The hansom cab containing these two men pulled up jerkily at the door of No. 9, Cambridge Terrace. Tony Cornish hurried to the door, and rang the bell as if he knew it well. Major White followed him stiffly. They were ushered into a library on the ground floor, and were there received by a young lady, who, pen in hand, sat at a large table littered with newspaper wrappers.
“I am addressing the Haberdashers' Assistants,” she said, “but I am very glad to see you.”
Miss Joan Ferriby was one of those happy persons who never know a doubt. One must, it seems, be young to enjoy this nineteenth-century immunity. One must be pretty—it is, at all events, better to be pretty—and one must dress well. A little knowledge of the world, a decisive way of stating what pass at the moment for facts, a quick manner of speaking—and the rest comes tout seul. This cocksureness is in the atmosphere of the day, just as fainting and curls and an appealing helplessness were in the atmosphere of an earlier Victorian period.
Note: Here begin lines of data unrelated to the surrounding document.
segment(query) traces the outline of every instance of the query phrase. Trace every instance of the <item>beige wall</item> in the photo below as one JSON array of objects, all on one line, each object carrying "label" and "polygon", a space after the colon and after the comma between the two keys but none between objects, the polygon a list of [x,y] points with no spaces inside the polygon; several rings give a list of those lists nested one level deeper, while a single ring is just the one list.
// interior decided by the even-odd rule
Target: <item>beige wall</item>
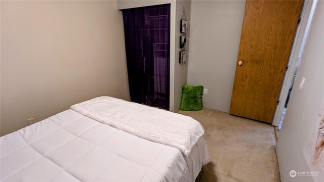
[{"label": "beige wall", "polygon": [[[180,22],[181,19],[185,19],[183,13],[183,8],[185,9],[185,18],[188,21],[188,33],[180,33]],[[191,24],[191,1],[177,1],[176,11],[176,37],[175,37],[175,53],[174,62],[174,111],[177,112],[180,108],[181,101],[182,85],[187,84],[188,79],[188,65],[190,51],[190,24]],[[187,48],[180,48],[180,36],[187,36]],[[187,51],[187,62],[186,63],[179,63],[179,53],[181,51]]]},{"label": "beige wall", "polygon": [[1,1],[1,135],[96,97],[129,100],[115,1]]},{"label": "beige wall", "polygon": [[228,112],[245,1],[193,1],[188,84],[208,89],[203,106]]},{"label": "beige wall", "polygon": [[[309,167],[319,124],[324,114],[324,1],[317,3],[289,100],[276,147],[281,181],[293,180],[289,172],[318,171]],[[306,78],[302,89],[302,78]],[[309,159],[310,163],[312,159]],[[324,174],[323,174],[324,175]],[[294,181],[322,181],[319,176],[299,176]]]}]

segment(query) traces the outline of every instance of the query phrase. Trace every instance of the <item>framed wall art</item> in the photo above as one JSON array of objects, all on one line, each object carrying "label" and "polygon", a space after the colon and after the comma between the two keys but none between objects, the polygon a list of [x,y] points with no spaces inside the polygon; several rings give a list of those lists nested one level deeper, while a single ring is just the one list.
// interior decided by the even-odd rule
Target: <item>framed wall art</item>
[{"label": "framed wall art", "polygon": [[187,51],[183,51],[180,52],[180,55],[179,57],[179,63],[181,63],[186,62],[186,57],[187,55]]},{"label": "framed wall art", "polygon": [[187,33],[188,32],[188,21],[185,20],[181,20],[180,27],[180,32]]},{"label": "framed wall art", "polygon": [[180,36],[180,48],[186,48],[187,47],[187,36]]}]

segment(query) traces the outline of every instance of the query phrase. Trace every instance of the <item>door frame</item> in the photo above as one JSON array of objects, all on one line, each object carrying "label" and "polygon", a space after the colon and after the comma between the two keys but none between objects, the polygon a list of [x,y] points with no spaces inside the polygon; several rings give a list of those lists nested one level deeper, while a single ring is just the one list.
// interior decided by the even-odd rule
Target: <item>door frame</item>
[{"label": "door frame", "polygon": [[[293,47],[290,52],[290,55],[289,56],[288,64],[287,65],[288,68],[285,75],[282,86],[281,86],[279,95],[279,103],[277,105],[273,120],[272,121],[272,125],[275,126],[279,126],[279,124],[280,123],[284,108],[285,108],[286,100],[288,95],[291,84],[294,76],[294,72],[296,67],[295,65],[298,60],[300,51],[303,51],[301,50],[301,49],[303,49],[303,48],[302,48],[302,44],[304,35],[305,35],[305,33],[306,27],[307,26],[309,26],[308,24],[310,23],[310,22],[309,22],[309,21],[311,20],[312,17],[310,16],[311,12],[311,10],[313,7],[313,4],[314,3],[316,4],[316,1],[317,0],[305,0],[304,2],[300,18],[300,23],[297,26]],[[296,84],[294,85],[296,86]]]}]

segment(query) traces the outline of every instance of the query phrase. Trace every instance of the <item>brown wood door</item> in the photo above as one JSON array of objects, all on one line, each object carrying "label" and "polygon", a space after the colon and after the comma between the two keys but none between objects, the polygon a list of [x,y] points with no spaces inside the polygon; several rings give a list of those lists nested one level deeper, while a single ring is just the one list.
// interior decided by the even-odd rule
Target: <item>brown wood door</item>
[{"label": "brown wood door", "polygon": [[272,122],[303,3],[247,1],[230,114]]}]

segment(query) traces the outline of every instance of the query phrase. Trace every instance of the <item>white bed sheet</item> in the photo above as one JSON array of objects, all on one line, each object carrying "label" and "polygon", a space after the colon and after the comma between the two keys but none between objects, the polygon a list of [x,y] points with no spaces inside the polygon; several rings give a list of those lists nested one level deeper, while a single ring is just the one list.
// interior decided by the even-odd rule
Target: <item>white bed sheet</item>
[{"label": "white bed sheet", "polygon": [[72,110],[1,142],[1,181],[193,181],[210,161],[203,138],[184,157]]}]

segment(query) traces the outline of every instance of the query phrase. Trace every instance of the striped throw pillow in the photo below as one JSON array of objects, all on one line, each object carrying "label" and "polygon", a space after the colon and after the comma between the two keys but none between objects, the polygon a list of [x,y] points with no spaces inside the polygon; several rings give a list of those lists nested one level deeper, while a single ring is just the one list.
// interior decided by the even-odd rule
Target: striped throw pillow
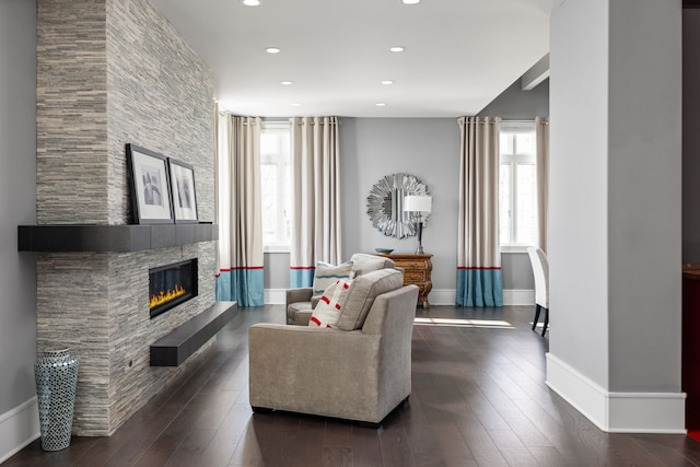
[{"label": "striped throw pillow", "polygon": [[351,285],[352,279],[343,279],[326,289],[308,319],[308,327],[336,327]]}]

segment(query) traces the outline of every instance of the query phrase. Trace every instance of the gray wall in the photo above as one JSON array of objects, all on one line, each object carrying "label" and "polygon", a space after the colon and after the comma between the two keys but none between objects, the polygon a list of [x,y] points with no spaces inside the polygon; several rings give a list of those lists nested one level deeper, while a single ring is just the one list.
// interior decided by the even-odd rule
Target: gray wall
[{"label": "gray wall", "polygon": [[569,0],[552,14],[550,355],[604,390],[680,388],[679,12]]},{"label": "gray wall", "polygon": [[453,118],[342,118],[343,257],[376,247],[413,253],[417,238],[387,237],[366,214],[372,186],[385,175],[408,173],[420,178],[433,197],[423,230],[423,248],[433,256],[433,290],[456,288],[457,212],[459,200],[459,128]]},{"label": "gray wall", "polygon": [[[549,80],[523,91],[520,80],[509,86],[480,115],[506,120],[549,115]],[[433,195],[433,212],[423,231],[423,248],[433,257],[433,290],[454,290],[457,267],[457,211],[459,200],[459,128],[456,118],[340,119],[342,171],[343,256],[373,252],[416,249],[416,237],[396,240],[372,226],[366,197],[380,178],[402,172],[416,175]],[[524,253],[502,256],[504,289],[534,289],[529,259]],[[265,255],[265,288],[289,287],[289,255]]]},{"label": "gray wall", "polygon": [[682,11],[682,261],[700,262],[700,10]]},{"label": "gray wall", "polygon": [[549,79],[530,91],[523,91],[516,80],[478,115],[501,117],[504,120],[533,120],[549,115]]},{"label": "gray wall", "polygon": [[16,234],[36,222],[35,11],[31,0],[0,1],[0,417],[36,394],[36,272]]}]

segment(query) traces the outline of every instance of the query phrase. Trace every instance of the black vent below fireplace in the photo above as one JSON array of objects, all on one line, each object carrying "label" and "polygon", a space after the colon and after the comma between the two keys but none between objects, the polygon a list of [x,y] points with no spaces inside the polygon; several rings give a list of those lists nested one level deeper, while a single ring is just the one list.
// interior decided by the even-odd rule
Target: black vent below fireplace
[{"label": "black vent below fireplace", "polygon": [[149,269],[151,318],[197,296],[197,258]]}]

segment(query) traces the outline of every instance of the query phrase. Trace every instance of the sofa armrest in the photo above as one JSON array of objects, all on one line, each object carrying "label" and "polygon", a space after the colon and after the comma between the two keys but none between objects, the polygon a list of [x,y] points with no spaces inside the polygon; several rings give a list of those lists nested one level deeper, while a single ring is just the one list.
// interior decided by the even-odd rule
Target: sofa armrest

Miss Ferriby stood, pen in hand, and laughed at the confusion on the table in front of her. She was eminently practical, and quite without that self-consciousness which in a bygone day took the irritating form of coyness. Major White, with whom she shook hands en camarade, gazed at her solemnly.
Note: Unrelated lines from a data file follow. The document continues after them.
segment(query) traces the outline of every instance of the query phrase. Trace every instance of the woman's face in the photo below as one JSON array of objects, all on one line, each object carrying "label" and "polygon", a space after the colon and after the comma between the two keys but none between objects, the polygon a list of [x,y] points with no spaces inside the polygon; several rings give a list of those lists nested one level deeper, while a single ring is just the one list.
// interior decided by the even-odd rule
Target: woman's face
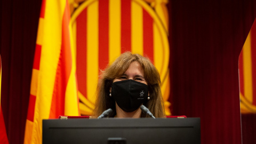
[{"label": "woman's face", "polygon": [[133,79],[148,85],[144,78],[144,71],[138,61],[134,61],[130,65],[129,67],[125,73],[119,77],[116,77],[113,81],[113,83],[127,79]]}]

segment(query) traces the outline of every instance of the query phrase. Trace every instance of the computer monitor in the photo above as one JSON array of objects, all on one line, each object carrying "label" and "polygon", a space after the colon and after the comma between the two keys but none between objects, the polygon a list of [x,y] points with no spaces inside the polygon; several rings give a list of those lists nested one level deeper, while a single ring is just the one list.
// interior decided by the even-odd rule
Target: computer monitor
[{"label": "computer monitor", "polygon": [[200,143],[199,118],[43,121],[43,143]]}]

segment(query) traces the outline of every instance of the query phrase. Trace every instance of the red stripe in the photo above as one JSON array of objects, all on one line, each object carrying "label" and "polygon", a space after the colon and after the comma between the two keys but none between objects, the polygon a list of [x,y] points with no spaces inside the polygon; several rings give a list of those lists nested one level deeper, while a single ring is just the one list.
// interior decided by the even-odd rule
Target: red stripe
[{"label": "red stripe", "polygon": [[99,1],[99,70],[108,63],[108,0]]},{"label": "red stripe", "polygon": [[238,59],[238,69],[239,69],[239,87],[240,93],[244,96],[244,68],[243,60],[243,50],[240,53]]},{"label": "red stripe", "polygon": [[67,1],[62,20],[61,51],[56,73],[49,118],[56,118],[59,115],[65,114],[65,92],[72,64],[70,34],[68,29],[70,13],[69,5],[67,4],[68,3]]},{"label": "red stripe", "polygon": [[27,119],[34,122],[34,114],[35,112],[35,105],[36,103],[36,98],[35,95],[30,94],[29,97],[29,103],[28,104],[28,115],[27,116]]},{"label": "red stripe", "polygon": [[254,21],[251,29],[251,51],[253,94],[252,105],[256,106],[256,21]]},{"label": "red stripe", "polygon": [[131,0],[121,1],[121,53],[131,51]]},{"label": "red stripe", "polygon": [[0,142],[1,143],[9,143],[6,134],[6,129],[4,123],[2,106],[0,106]]},{"label": "red stripe", "polygon": [[40,59],[41,57],[42,45],[36,44],[36,50],[35,52],[35,57],[34,58],[33,69],[39,70],[40,67]]},{"label": "red stripe", "polygon": [[44,18],[44,13],[45,11],[45,2],[46,0],[43,0],[42,1],[41,11],[40,12],[40,18]]},{"label": "red stripe", "polygon": [[154,63],[153,19],[143,9],[143,44],[144,55]]},{"label": "red stripe", "polygon": [[86,97],[87,8],[76,19],[77,74],[78,89]]}]

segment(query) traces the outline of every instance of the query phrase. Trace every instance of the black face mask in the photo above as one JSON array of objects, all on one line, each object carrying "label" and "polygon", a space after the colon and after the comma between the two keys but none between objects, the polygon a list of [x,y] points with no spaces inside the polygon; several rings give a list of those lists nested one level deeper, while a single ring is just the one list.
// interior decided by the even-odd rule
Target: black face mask
[{"label": "black face mask", "polygon": [[112,84],[111,94],[117,105],[126,112],[132,112],[147,100],[148,85],[132,79]]}]

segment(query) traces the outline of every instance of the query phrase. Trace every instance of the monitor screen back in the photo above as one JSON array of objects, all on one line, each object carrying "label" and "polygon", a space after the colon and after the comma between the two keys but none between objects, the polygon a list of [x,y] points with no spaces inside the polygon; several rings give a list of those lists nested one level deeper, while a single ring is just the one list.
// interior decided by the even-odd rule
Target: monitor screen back
[{"label": "monitor screen back", "polygon": [[43,143],[200,143],[199,118],[43,121]]}]

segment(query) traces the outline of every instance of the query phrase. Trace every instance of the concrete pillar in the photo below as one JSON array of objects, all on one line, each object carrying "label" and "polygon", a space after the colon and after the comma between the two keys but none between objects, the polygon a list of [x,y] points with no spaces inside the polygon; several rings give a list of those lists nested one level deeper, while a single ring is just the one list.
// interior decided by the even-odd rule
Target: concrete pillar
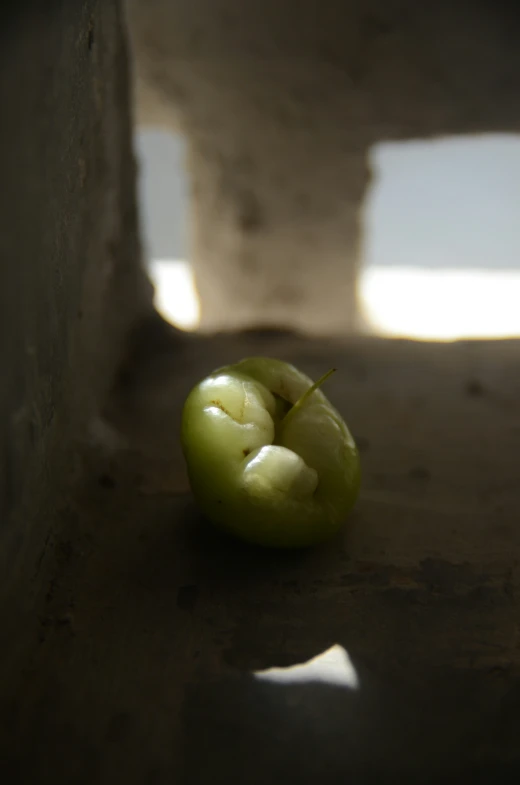
[{"label": "concrete pillar", "polygon": [[520,128],[512,3],[127,4],[139,121],[192,148],[205,328],[354,329],[370,146]]},{"label": "concrete pillar", "polygon": [[44,5],[20,2],[2,22],[2,655],[14,651],[8,618],[19,623],[52,548],[75,441],[110,388],[127,330],[151,312],[121,9]]}]

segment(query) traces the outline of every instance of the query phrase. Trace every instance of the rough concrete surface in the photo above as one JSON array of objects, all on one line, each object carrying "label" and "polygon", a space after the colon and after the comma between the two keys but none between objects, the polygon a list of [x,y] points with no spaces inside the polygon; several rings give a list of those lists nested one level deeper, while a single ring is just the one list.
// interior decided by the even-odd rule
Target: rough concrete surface
[{"label": "rough concrete surface", "polygon": [[[181,341],[151,319],[112,385],[150,309],[118,5],[19,11],[0,71],[0,781],[517,782],[518,342]],[[192,383],[260,353],[338,367],[362,448],[349,525],[306,553],[208,530],[182,464]],[[252,676],[336,643],[356,692]]]},{"label": "rough concrete surface", "polygon": [[[85,455],[49,545],[40,629],[4,698],[6,781],[517,781],[518,351],[142,335],[105,411],[120,445]],[[257,353],[339,369],[328,392],[363,487],[314,551],[221,538],[189,494],[181,402]],[[251,675],[336,643],[357,692]]]},{"label": "rough concrete surface", "polygon": [[190,143],[203,329],[360,326],[368,153],[518,132],[509,0],[127,0],[138,119]]},{"label": "rough concrete surface", "polygon": [[2,14],[0,684],[36,623],[74,443],[129,325],[151,310],[117,3],[8,3]]}]

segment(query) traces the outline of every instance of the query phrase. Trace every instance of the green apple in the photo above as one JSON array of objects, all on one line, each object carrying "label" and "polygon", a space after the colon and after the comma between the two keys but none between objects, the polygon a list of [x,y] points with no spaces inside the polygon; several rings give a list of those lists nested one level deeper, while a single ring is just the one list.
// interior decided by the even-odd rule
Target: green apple
[{"label": "green apple", "polygon": [[251,357],[190,392],[181,441],[195,499],[225,531],[298,548],[333,536],[353,507],[359,456],[338,411],[294,366]]}]

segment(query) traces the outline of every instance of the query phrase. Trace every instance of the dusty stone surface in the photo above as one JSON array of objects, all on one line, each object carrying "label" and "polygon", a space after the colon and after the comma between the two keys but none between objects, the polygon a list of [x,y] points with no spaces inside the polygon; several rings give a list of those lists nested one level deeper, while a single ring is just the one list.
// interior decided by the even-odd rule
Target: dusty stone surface
[{"label": "dusty stone surface", "polygon": [[0,57],[0,683],[31,627],[58,488],[79,469],[74,442],[106,396],[129,325],[151,309],[139,264],[128,79],[116,2],[8,4]]},{"label": "dusty stone surface", "polygon": [[370,147],[520,128],[507,0],[127,6],[139,121],[191,146],[204,328],[359,328]]},{"label": "dusty stone surface", "polygon": [[[180,350],[150,328],[105,411],[124,446],[85,455],[46,555],[40,628],[4,694],[6,773],[518,781],[519,348],[249,335]],[[323,548],[242,547],[192,503],[181,403],[253,354],[339,369],[328,392],[362,449],[363,487]],[[336,643],[357,692],[252,676]]]}]

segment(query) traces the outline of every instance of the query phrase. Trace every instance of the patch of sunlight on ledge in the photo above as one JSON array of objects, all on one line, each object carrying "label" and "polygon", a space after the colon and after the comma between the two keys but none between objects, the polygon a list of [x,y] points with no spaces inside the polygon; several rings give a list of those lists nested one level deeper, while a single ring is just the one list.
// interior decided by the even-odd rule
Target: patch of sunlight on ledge
[{"label": "patch of sunlight on ledge", "polygon": [[381,335],[434,341],[520,335],[520,270],[373,267],[363,274],[361,297]]},{"label": "patch of sunlight on ledge", "polygon": [[[182,330],[196,330],[200,303],[191,265],[156,259],[149,274],[159,313]],[[520,270],[370,267],[360,297],[379,335],[432,341],[520,335]]]},{"label": "patch of sunlight on ledge", "polygon": [[155,307],[167,322],[181,330],[196,330],[200,303],[189,262],[153,259],[148,275],[155,287]]},{"label": "patch of sunlight on ledge", "polygon": [[255,671],[254,677],[259,681],[270,681],[275,684],[315,684],[321,682],[350,690],[359,688],[356,669],[343,646],[339,644],[301,665]]}]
“Who are the Haberdashers' Assistants?” he asked.
Miss Ferriby sat down with a grave face. “Oh, it is a splendid charity,” she answered. “Tony will tell you all about it. It is an association of which the object is to induce people to give up riding on Saturday afternoons, and to lend their bicycles to haberdashers' assistants who cannot afford to buy them for themselves. Papa is patron.”
Cornish looked quickly from one to the other. He had always felt that Major White was not quite of the world in which Joan and he moved. The major came into it at times, looked around him, and then moved away again into another world, less energetic, less advanced, less rapid in its changes. Cornish had never sought to interest his friend in sundry good works in which Joan, for instance, was interested, and which formed a delightful topic for conversation at teatime.